Deux mots manquants au bas du verdict ont suffi à ne pas respecter le secret du vote du délibéré. La condamnation a donc été cassée.

Le président de la cour d'assises aurait dû écrire "à la majorité de huit voix au moins", or il a été rédigé : "à la majorité de huit voix".

L'homme remis en liberté sera donc rejugé dans plusieurs mois aux Assises de l'Aude à Carcassonne. Sa dernière condamnation était de 12 ans de réclusion criminelle pour des faits dénoncés en 2010 par sa famille.

"C'est une formule sacramentelle, on ne peut transiger avec cela"

Pour beaucoup de lecteurs, la décision de la cour de cassation sera considérée comme choquante voire absurde car au fond cela ne change rien. L'accusé a été reconnu coupable. Mais la justice repose aussi sur la forme et le droit est très formaliste. C'est aussi ce qui garantit l'unicité de la justice et la démocratie sur notre territoire.

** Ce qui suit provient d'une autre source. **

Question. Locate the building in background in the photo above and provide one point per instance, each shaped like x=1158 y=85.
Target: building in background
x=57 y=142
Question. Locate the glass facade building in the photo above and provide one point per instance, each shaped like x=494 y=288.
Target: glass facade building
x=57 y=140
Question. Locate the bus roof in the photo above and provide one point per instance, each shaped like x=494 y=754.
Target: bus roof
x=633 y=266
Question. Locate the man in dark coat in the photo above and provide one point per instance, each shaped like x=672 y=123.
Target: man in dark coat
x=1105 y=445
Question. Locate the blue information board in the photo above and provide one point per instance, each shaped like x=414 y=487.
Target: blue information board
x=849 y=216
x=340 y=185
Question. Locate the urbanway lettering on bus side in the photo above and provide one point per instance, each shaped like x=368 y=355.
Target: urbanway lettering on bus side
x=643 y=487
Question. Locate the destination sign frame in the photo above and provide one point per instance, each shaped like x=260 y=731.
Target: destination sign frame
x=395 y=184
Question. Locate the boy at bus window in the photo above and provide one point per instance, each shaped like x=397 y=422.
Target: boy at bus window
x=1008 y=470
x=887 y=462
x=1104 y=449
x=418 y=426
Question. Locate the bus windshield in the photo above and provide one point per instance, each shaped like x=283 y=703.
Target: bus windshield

L'analyse des juristes et des avocats va dans ce sens.

"Dans un procès, la loi de forme et la loi de fond ont la même valeur. Il ne peut y avoir de concession et d'affect. Le juge, au premier chef, doit respecter la loi et la forme surtout quand il s'agit de préserver la liberté et la vie d'un homme. Juridiquement, heureusement, ce principe est intangible en France, c'est cela la justice et la démocratie. Moralement, l'avocat et le juge ne doivent pas avoir d'avis" explique Jean-Robert Phung, avocat pénaliste du barreau de Montpellier.

La cour de cassation n'a fait qu'appliquer la loi sur la forme. Elle a cassé l'arrêt de la cour d'assises de l'Hérault car il était tout simplement entaché de nullité.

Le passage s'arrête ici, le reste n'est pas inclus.